A state elections board on Monday completed the formality of certifying Michigan’s presidential primary results and, along the way, learned that most voters are not waiting for election day to cast their ballots.
The bipartisan Michigan Board of State Canvassers made short work of unanimously giving its imprimatur to the work of 83 county boards that checked the numbers and determined President Joe Biden won the Democratic primary and former President Donald Trump won the Republican primary.
Biden won his primary with 81.1% of the vote, with 625,221 ballots cast for him. There was a campaign by activists opposed to U.S. support for Israel in its war in Gaza, urging Democrats to protest the Biden administration by voting for “uncommitted” delegates to the Democratic National Convention in Milwaukee in August. That effort picked up 13.2% of the primary votes.
Trump received 761,163 Republican votes or 68.1%, while runner-up Nikki Haley got 761,163 votes or 68.2%.
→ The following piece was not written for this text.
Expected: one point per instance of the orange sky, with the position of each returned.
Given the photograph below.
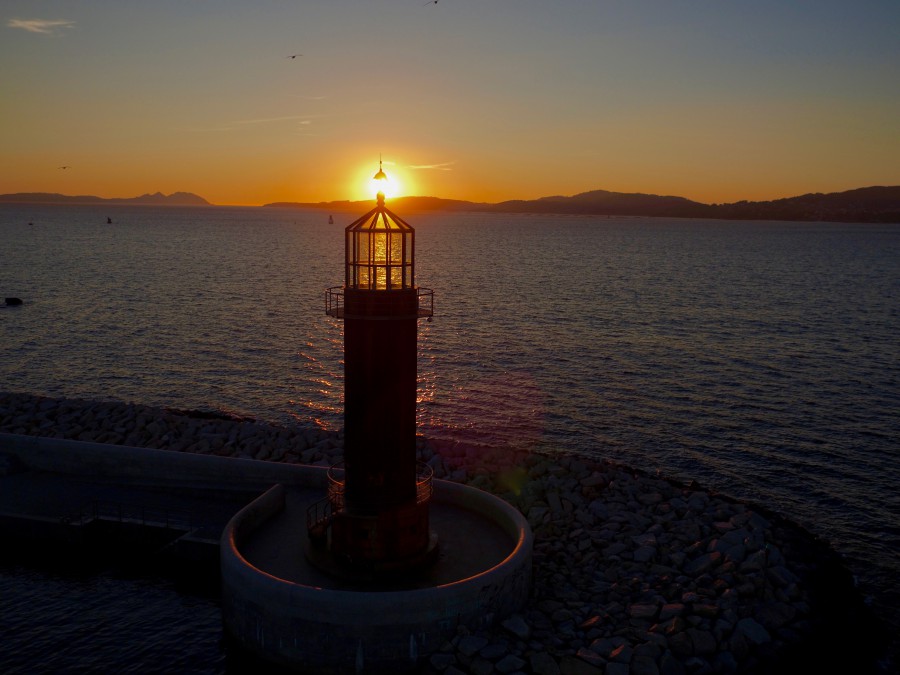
(464, 100)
The board is made up of two Democrats and two Republicans. No formal action can be accomplished without at least one vote from each party.
Elections Director Jonathan Brater told the canvassers that early in-person voting at clerks’ offices and absentee voting were most primary voters’ preferred options this year.
“We had a total turnout of 1.9 million,” he said. “We had about 1.1 million vote absentee. And … about 80,000 early in-person, so the majority of ballots were cast before election day.”
The percentage of voters who cast absentee or early in-person ballots was striking – 60%, to 40% showing up at the polls on primary day. It is not the first time the number of absentee votes outnumbered election-day ballots. But it shows a continued trend that started during the pandemic of more people in Michigan not waiting until election day to vote. That trend was facilitated this year by an amendment to the state constitution, approved by voters in 2022, that requires more options for voting early and using absentee ballots.